I marvel much at those who deem it necessary in the setting down of their adventures to gloze over the whiles between with much matter of the country, the peoples, and even their own foolish reflections thereon, hoping in this way to cozen the reader with a belief in their own truthfulness, and encrease the extravagance of their deeds. I, being a plain, blunt man, shall simply say for myself that for many days after being taken from the bilboes and made free of the deck, I was grievously distempered by reason of the waves, and so collapsed in the bowels that I could neither eat, stand, nor lie. Being thus in great fear of death, from which I was miraculously preserved, I, out of sheer grat.i.tude to my Maker, did incontinently make oath and sign articles to be one of the crew--which were buccaneers.
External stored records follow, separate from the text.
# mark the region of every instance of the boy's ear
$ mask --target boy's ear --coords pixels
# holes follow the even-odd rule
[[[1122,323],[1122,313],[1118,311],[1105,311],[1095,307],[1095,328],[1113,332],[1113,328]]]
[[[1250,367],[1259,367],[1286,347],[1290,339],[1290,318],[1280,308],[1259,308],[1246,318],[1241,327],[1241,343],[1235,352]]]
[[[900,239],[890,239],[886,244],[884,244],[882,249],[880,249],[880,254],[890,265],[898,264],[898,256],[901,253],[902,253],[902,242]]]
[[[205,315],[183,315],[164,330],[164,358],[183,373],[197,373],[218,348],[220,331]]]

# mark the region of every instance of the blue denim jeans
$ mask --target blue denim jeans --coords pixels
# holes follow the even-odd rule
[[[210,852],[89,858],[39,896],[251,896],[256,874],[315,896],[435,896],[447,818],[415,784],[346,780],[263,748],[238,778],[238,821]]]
I did this the more readily as we were to attack the ships of Spayne only, and through there being no state of Warre at that time between England and that country, it was wisely conceived that this conduct would provoke it, and we should thus be forearmed, as became a juste man in his quarrel.
For this we had the precious example of many great Captains. We did therefore heave to and burn many ships--the quality of those engagements I do not set forth, not having a seaman's use of ship speech, and despising, as a plain, blunt man, those who misuse it, having it not.